Assembled in a fashion similar to her masterpiece Eden and the (also major) films she did on either side of that one, Goodbye First Love and Things to Come, One Fine Morning concerns itself with a significant swath of its protagonist’s life, but moves through it with a sort of deliberate casualness that condenses and approximates our real world relationship with memory and time’s passage. A remarkable effect that can be credited to the longstanding collaborative relationship between Løve and editor Marion Monnier, who have worked together on every one of the filmmaker’s features, honing a style and approach to narrativizing via the edit that manages to shrink time while still resonating as expansive — even epic. One Fine Morning doesn’t really reach that latter status, but it’s nevertheless an appealing continuation of these formal considerations, this time in the context of an affair, carried out in semi-secret between Seydoux’s Sandra and Melvil Poupad’s Clément. Introduced while picking up their respective kids from school, Sandra is a single mother working as a French/English translator while Paul is a cosmochemist frustrated by his wife but bound to her for the sake of his son’s wellbeing. Meanwhile, Sandra’s father (the aforementioned Greggory) is slipping into a state of neurological decline, slowly losing his memories and personality, and thus forcing her to make some challenging considerations about the future of his care and housing.
It’s well-covered territory for both Løve and the Cannes Film Festival undoubtedly, and One Fine Morning never entirely eludes the sense that we’ve been here before, but the movie still manages a couple moments of surprise with some mild reworking of this narrative’s expected beats. “Mild” is in in fact the most efficient way to characterize One Fine Morning, a film that doesn’t avoid tragedy, but mostly forgoes histrionics, placing us besides Seydoux in this moment of slight emotional precarity, the tension building from its anticipated collapse/transcendence. A tale of a mid-life crisis basically, competently managed, One Fine Morning doesn’t immediately stand out as a peak in Løve’s already tremendous filmography, but there’s enough here that it has the potential to resonate in the long term, as so much of her work has proven to do.
Writer: M.G. Mailloux
Will-o’-the-Wisp
Will-o’-the-Wisp, João Pedro Rodrigues’ long-awaited follow-up feature to The Ornithologist, almost seems to take the form of a sketch. Running a slender 67 minutes and seeming to concentrate its action into a matter of days, the film’s structure bears a closer resemblance to Un chien andalou than anything else: it begins in the year 2069, before hopping back to 2011, then forward to “some years later,” then “one year later,” which is where the bulk of the film takes place. This purposefully ambiguous timescale feels right for a film that indulges so freely in alternate realities and surreal settings, an overflowing of incidents packed into a small container.

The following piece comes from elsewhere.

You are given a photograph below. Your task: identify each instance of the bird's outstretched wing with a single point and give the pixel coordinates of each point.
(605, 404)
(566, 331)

Will-o’-the-Wisp appears to take place in a version of Portugal where the royal family still reigns to at least nominal effect: the main character is Prince Alfredo, seen on his deathbed in 2069 and as a youth in the rest of the film, and the first quarter of the film — delineated by a title card calling this a “musical fantasy” — moves through three consecutive parodies of the royal family in private; in one moment, the film even acknowledges the proscenium stuffiness by having the queen acknowledge that people are watching, with a knowing look toward the camera.

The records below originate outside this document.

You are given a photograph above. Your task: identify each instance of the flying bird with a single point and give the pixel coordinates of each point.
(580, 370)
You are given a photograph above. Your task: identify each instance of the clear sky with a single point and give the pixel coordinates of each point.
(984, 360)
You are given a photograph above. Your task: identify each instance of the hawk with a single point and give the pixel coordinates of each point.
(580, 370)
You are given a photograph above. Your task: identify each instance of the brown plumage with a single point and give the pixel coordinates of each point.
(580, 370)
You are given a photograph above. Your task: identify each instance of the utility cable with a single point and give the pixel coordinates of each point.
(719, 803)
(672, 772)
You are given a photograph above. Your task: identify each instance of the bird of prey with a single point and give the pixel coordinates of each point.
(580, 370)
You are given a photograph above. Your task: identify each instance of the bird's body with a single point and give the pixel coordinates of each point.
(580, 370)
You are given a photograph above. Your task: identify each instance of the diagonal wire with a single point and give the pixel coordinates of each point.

Fittingly for such a short film, the first of just two musical sequences takes place before this intertitle. The two — one a cherubic children’s choir, one a highly choreographed group dance to non-diegetic music — couldn’t be more different, a neat summary of Will-o’-the-Wisp’s divergent but simpatico aims. It is both an oddly hopeful evocation of the changing tides of politics in the face of global warming and, in the style of Rodrigues’ previous work, a homoerotic exploration of a particular milieu.

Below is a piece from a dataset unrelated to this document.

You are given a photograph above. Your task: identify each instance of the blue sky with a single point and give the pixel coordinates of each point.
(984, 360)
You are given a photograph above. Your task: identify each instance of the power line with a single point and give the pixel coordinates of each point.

Here, that milieu is the volunteer fire brigade, which Prince Alfredo is prompted to join by a spate of forest fires, including one amid the “royal pines” that his father so fervently admires; in response, his mother claims that he is confusing “the royal family and documentary cinema,” an out-of-nowhere connection typical of the family scenes that operate in direct contrast to the fire brigade’s pleasurable bluntness. A predominantly male unit, its members are exclusively hunks, who quiz the supposed art historian Alfredo on his (poor) knowledge by posing nude or in jockstraps in the manner of various paintings. These moments, a contrast from the rest of the film, are presented in striking chiaroscuro, a loving attention paid to the rippling muscles of these men’s bodies and the sensual absurdity of watching them reenact these paintings.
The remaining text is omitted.